Kazakh Billionaire Says He’s Got Nothing to Hide
Nov 14. Bloomberg Markets Magazine
By Nariman Gizitdinov
When Bulat Utemuratov’s boss told him to go to Europe and open the first trading house for their newly independent Kazakhstan, his reaction was pure Soviet. “Oh no, They want to exile me,” Utemuratov remembers thinking with alarm.
The year was 1992. The Soviet Union had just been disbanded, and Russia had introduced its own ruble, sparking hyperinflation in former republics such as Kazakhstan that were still using the old Soviet currency. The first, and still only, president, former Politburo member Nursultan Nazarbayev, was desperate for hard currency.
His plan: dispatch Utemuratov, then a 34-year-old economics teacher-turned-career apparatchik, to Vienna as a middleman between the Central Asian republic and European companies purchasing Kazakh metals, Bloomberg Markets magazine will report in its December issue.
Utemuratov’s superior, Syzdyk Abishev, head of the brand-new External Economic Affairs Ministry, put him at ease. “You don’t understand, Bulat,” Utemuratov recalls Abishev saying. “It’s an opportunity for you,” Utemuratov said.
And so it proved to be. While working for the Kazakh government, Utemuratov also went into business on his own – the first step en route to becoming one of the richest people in Central Asia, with a net worth of $3.4 billion as of Nov. 12, according to the Bloomberg Billionaires Index.
Within a year of landing in Austria, Utemuratov says, he helped broker Kazakhstan’s first line of credit, from Vienna-based Bank Creditanstalt. On the side, he says, he was making his first million dollars by buying zinc and copper from Kazakh miners and reselling the metals abroad.
As Utemuratov prospered, so did Kazakhstan. The world’s largest landlocked country is rich in natural resources, including 4 percent of the world’s zinc and 1.8 percent of its oil. While the economy more or less flat-lined during the 1990s, it soared through the 2000s. It has expanded 12-fold since Nazarbayev was first popularly elected president in December 1991.
In that election, Nazarbayev, who had been installed as head of state the year before by the Supreme Soviet, was the only candidate. During the 1990s, he consolidated his power, pushing Russian-style privatization programs that enriched a handful of insiders. In 2007, Nazarbayev signed a law exempting his presidency from a constitutional two-term limit. In 2010, the Kazakh parliament voted unanimously to declare him “leader of the nation” for life, giving him immunity from prosecution.
Under Nazarbayev, Kazakhstan has had a contentious record on human rights. In 2010, the country of 17 million people became the first former Soviet republic to head the Organization for Security and Cooperation in Europe, whose mandate includes the promotion of individual rights, freedom of the press and fair elections.

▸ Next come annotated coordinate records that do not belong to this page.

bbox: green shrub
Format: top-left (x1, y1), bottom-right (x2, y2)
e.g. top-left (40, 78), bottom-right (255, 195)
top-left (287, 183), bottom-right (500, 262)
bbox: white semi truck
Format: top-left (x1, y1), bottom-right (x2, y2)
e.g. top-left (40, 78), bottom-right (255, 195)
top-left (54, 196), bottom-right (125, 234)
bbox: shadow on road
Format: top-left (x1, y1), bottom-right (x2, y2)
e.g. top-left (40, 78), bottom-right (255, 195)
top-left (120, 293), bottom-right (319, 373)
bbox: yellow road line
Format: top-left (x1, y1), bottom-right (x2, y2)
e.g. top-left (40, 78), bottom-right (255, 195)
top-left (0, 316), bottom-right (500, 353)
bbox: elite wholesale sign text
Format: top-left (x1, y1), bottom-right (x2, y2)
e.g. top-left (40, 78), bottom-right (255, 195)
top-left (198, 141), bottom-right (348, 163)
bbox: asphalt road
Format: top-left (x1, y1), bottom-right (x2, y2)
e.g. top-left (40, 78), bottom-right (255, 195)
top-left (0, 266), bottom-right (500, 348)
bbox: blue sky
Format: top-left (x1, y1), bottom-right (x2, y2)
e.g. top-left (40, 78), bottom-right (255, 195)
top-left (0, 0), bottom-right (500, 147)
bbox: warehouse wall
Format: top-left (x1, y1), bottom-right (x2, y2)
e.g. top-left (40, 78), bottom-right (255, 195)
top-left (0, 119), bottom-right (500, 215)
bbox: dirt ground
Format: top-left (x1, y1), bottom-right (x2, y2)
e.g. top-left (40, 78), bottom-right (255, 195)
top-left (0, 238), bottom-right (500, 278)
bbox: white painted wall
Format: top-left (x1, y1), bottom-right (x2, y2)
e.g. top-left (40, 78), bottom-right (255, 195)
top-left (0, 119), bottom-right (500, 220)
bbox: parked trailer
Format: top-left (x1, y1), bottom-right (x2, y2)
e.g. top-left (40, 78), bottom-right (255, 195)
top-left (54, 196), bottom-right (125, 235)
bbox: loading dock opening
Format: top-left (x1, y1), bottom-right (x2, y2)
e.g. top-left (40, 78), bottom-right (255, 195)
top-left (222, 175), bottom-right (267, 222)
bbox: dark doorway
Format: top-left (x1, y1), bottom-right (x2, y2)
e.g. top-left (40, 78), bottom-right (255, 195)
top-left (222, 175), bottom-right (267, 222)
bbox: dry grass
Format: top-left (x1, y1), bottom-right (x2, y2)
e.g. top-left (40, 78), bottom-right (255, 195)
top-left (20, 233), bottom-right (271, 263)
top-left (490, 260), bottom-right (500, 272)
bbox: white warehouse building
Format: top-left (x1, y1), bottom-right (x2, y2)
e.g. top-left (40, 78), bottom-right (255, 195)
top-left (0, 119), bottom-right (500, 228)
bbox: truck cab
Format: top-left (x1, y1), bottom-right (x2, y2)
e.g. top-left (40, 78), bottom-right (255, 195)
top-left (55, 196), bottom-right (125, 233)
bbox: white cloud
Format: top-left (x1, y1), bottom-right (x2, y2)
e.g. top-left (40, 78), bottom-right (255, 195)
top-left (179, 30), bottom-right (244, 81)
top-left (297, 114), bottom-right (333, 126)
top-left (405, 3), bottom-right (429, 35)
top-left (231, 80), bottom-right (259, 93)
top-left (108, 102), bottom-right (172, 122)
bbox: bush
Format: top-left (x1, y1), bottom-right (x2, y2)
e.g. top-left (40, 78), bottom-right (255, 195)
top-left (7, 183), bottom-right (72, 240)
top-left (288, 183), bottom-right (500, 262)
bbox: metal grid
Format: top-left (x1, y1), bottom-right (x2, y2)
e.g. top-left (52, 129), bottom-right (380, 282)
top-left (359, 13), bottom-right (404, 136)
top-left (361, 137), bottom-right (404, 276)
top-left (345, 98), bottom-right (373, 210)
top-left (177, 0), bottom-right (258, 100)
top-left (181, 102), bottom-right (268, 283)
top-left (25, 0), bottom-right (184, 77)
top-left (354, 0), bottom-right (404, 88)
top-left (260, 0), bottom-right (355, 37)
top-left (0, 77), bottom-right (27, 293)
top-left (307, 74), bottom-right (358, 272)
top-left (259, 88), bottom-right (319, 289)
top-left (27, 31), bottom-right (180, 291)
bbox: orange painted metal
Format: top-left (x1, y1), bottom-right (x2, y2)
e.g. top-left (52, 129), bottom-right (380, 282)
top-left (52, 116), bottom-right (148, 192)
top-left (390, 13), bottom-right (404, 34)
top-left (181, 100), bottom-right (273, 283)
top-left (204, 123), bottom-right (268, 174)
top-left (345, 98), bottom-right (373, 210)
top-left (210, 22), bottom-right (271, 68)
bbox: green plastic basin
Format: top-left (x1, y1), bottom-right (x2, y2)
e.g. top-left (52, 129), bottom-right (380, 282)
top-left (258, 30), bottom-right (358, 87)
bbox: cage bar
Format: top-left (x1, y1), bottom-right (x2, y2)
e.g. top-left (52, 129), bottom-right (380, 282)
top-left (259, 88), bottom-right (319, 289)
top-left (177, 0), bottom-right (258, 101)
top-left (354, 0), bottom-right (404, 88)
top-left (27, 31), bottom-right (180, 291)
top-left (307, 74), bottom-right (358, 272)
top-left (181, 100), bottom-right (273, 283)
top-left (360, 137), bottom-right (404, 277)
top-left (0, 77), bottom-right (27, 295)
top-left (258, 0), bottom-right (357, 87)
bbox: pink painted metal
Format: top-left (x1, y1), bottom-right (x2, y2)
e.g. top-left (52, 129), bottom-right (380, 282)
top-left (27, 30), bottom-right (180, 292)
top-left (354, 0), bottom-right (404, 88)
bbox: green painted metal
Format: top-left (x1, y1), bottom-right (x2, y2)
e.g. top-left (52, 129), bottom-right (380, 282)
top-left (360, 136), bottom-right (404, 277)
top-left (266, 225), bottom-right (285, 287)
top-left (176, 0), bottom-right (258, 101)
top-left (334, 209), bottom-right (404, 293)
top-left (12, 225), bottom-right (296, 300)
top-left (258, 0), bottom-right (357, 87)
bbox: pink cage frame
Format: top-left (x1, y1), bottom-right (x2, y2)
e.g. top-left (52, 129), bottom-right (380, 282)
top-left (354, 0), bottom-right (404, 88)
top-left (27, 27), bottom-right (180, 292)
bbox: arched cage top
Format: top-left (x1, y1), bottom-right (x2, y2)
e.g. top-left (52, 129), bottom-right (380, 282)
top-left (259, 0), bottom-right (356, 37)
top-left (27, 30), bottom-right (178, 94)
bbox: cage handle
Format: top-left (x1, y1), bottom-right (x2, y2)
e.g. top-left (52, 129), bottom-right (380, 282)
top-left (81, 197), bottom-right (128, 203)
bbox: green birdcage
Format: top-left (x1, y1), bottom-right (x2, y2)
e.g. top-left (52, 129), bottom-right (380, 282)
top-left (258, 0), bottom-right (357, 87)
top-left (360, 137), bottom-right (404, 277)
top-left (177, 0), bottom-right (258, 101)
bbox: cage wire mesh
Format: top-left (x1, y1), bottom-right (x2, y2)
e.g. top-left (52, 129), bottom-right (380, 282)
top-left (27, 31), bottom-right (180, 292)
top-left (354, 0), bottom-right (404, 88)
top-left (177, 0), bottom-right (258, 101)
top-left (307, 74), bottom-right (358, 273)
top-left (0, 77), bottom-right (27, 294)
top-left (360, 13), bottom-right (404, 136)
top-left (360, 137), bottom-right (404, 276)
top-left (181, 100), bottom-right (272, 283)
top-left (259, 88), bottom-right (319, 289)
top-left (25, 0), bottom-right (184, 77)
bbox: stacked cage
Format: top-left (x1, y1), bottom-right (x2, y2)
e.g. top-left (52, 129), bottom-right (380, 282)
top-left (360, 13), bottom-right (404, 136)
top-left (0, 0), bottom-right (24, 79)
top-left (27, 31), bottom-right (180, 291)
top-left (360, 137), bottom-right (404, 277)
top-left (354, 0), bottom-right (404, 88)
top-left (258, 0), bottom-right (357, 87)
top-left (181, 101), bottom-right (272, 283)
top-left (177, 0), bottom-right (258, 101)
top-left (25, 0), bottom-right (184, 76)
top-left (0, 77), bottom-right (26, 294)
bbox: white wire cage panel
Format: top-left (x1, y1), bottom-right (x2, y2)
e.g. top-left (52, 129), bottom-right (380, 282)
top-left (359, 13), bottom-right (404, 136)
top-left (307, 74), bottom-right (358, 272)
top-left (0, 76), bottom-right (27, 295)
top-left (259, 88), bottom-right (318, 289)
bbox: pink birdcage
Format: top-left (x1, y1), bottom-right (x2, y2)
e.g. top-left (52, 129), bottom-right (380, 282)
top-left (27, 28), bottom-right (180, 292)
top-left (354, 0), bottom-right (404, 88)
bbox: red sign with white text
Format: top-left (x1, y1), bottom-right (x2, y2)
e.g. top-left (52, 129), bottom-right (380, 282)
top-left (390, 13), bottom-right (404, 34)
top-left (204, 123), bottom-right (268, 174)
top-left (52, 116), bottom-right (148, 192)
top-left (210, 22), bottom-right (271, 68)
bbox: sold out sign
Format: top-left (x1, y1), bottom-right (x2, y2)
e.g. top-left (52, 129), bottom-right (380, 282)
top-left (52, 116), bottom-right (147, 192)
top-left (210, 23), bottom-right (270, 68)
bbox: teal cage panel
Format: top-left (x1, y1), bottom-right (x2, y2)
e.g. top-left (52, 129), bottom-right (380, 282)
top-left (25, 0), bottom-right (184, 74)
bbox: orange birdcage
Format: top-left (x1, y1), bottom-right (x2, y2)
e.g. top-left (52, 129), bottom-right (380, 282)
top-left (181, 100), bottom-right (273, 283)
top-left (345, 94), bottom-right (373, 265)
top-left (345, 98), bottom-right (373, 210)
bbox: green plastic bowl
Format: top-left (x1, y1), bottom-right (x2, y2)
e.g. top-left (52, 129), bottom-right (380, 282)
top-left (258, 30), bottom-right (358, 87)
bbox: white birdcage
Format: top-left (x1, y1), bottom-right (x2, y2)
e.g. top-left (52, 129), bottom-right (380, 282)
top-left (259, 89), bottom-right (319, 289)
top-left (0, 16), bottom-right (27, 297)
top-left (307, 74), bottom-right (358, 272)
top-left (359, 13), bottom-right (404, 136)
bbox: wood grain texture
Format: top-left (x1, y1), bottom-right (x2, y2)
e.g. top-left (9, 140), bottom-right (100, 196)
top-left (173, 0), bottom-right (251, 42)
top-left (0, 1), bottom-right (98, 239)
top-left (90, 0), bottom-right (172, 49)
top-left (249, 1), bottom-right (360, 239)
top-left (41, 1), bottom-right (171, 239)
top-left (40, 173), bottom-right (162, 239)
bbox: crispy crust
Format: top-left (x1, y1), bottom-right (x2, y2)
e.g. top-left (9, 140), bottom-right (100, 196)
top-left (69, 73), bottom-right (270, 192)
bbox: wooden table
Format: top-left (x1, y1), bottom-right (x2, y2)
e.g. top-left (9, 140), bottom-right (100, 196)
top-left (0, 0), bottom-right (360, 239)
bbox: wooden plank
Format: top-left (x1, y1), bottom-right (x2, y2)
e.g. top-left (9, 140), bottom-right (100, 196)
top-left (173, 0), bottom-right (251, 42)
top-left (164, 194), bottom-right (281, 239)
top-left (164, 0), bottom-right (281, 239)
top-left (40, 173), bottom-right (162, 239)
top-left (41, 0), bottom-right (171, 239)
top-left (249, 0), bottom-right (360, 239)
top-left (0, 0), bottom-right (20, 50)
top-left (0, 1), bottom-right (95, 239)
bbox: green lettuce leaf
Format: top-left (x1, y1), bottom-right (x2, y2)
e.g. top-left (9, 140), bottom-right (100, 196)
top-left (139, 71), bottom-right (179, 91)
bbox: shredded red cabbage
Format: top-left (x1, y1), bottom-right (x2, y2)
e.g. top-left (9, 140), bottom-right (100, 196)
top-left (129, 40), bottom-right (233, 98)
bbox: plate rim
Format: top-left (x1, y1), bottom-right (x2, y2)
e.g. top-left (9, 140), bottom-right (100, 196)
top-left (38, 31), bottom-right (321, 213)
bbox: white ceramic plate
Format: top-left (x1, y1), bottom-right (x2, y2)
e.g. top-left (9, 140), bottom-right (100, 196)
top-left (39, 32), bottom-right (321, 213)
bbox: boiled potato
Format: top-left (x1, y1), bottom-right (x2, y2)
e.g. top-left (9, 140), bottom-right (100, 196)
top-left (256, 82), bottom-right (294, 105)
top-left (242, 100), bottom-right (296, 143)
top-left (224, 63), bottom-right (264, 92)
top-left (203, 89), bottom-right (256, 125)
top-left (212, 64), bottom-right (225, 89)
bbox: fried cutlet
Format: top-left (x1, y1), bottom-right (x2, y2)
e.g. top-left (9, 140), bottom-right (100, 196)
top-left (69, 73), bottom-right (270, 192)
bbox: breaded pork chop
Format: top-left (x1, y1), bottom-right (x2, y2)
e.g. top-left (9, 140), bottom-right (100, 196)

Yet a 2010 report by the U.S. State Department criticized the country for abuses such as the torture of prisoners and arbitrary arrest and detention. It also censured Kazakhstan for condoning official corruption, restricting freedom of speech and the press, and imposing electoral rules that stifle political opposition.
Since the spring of 2011, the Nazarbayev government has paid 8 million pounds ($12.9 million) a year to former U.K. Prime Minister Tony Blair’s advisory firm and London-based public relations outfit Portland Communications for guidance on elections, the judicial system and other domestic matters.
“While continuing to invest heavily in boosting its image abroad, the government of Kazakhstan has also worked more aggressively to quash perceived threats to the regime since 2010,” Freedom House, a Washington-based monitoring organization, said in a report this year, citing 2012 national security legislation.
In an interview with Bloomberg Markets (“Empire Builder,” May 2013), Blair said it’s important to put Kazakhstan’s record in context. “I don’t dismiss the human rights stuff at all,” he said. “There’s a whole new generation of administrators there who are reformers, and we’re working with them.”
It’s difficult for Utemuratov to avoid the taint of Kazakhstan’s reputation as a dubious place to do business, says Timur Issatayev, who was once chairman of Verny Capital JSC, the private-equity firm that Utemuratov’s subordinates formed in 2006, primarily to manage his money.
A Standard & Poor’s survey in 2009 – the last year the firm did such a study – gave the 22 largest publicly listed Kazakh companies a combined score of 44 for transparency, worse than Russia’s 56 and China’s 46.
Issatayev says perceptions haven’t changed much.
“Foreign investors and companies still don’t trust us,” he says. “That’s a problem.”
In many emerging markets, the line between public service and personal enrichment is often a blur, says Kate Mallinson, a partner at London-based political risk advisory firm GPW & Co., who studies Central Asia.
“As in many other countries globally, public officials in Kazakhstan have historically had access to significant public funds and strategic energy resources as well as the knowledge and ability to control budgets, public companies and contracts,” she says.
Utemuratov, 56, defends the wealth he’s amassed while serving as Nazarbayev’s loyal lieutenant.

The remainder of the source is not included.